We feel afraid with the recognition that no one gets out of that part. We feel afraid, understanding that it isn’t “bad” to feel afraid, it’s just part of what comes up. We feel afraid, and actually feel—rather than numbing out.
We dive in, anyway, with the understanding that refusing to live to our full potential simply because fear is coming up is less than we were meant for. The “dive in anyway” is sometimes misunderstood as trying to override your fear—NO, that’s not what we’re talking about.
I don’t want anyone to “Feel the fear and do it anyway” from a place of overriding their fear, which means numbing out. I want people to feel afraid and dive in anyway, because knuckling under to the fear just keeps you stuck.
We transform –because that’s what always happens when we make the choice to be with our fear. Perhaps the transformation is huge, and perhaps it’s only a millimeter or an inch of difference.
Nevertheless, that inch is one more inch of freedom. Every inch is worth it.
The greatest fear? That our magnificence will be blinding.
To let all of that love in, especially when we’ve been living a lifetime with no context, no prior experience for the glory of really letting all of the love in?
–terrifying.
To let all that love in would be vulnerable, a state of complete surrender, and Ego/resistance/wounded inner child finds no safety in surrender.
Truly–what if there were no problem to “fix,” because you were already equipped with everything you ever needed?
What if you lived as though that were true?
“Our deepest fear is not that we are inadequate. Our deepest fear is that we are powerful beyond measure. It is our light, not our darkness that most frightens us. We ask ourselves, Who am I to be brilliant, gorgeous, talented, fabulous? Actually, who are you not to be? You are a child of God. Your playing small does not serve the world. There is nothing enlightened about shrinking so that other people won’t feel insecure around you. We are all meant to shine, as children do. We were born to make manifest the glory of God that is within us. It’s not just in some of us; it’s in everyone.

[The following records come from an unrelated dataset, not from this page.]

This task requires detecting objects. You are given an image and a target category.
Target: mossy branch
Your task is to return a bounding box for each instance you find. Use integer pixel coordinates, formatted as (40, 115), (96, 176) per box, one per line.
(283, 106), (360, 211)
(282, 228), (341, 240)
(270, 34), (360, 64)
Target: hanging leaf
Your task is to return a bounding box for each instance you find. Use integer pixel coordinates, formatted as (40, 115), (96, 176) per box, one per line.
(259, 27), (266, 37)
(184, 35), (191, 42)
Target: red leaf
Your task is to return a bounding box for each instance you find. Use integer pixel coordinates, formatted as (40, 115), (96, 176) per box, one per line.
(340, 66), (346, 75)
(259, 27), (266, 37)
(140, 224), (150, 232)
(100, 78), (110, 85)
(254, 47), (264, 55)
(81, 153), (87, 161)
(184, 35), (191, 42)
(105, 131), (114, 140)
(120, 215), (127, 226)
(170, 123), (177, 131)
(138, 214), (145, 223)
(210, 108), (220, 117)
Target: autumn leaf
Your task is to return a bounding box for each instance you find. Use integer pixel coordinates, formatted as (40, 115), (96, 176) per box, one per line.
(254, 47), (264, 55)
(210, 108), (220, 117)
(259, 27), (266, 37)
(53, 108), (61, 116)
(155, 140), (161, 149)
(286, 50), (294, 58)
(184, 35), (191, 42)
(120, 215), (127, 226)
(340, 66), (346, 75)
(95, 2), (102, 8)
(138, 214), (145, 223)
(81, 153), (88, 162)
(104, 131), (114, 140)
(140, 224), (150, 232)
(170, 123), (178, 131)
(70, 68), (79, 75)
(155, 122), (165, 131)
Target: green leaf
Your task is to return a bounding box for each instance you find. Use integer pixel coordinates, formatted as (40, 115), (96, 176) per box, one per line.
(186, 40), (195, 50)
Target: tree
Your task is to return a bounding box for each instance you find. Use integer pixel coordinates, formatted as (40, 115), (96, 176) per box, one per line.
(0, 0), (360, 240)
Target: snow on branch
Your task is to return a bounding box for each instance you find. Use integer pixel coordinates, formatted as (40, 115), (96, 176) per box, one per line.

And as we let our own light shine, we unconsciously give other people permission to do the same. As we are liberated from our own fear, our presence automatically liberates others.” –Marianne Williamson, A Return to Love
I’m sure you’ve read this quote, before.
The question for you now is: What will you do? What action will you take?
The Dalai Lama once said that the most important meditation we can undertake is “Critical thinking, followed by action.”
This is your call to action. It is issued to you directly, and with love. It is issued to you with complete belief in your potential to work with and love all parts of who you are, rather than being an adversary to those parts that are more difficult to be with.
It is your birthright to live in a way that is opened up to all that the world has to offer, and to use your openings to help others to open.
This question can be taken as a cliche, or it can be pondered deeply: What are you waiting for?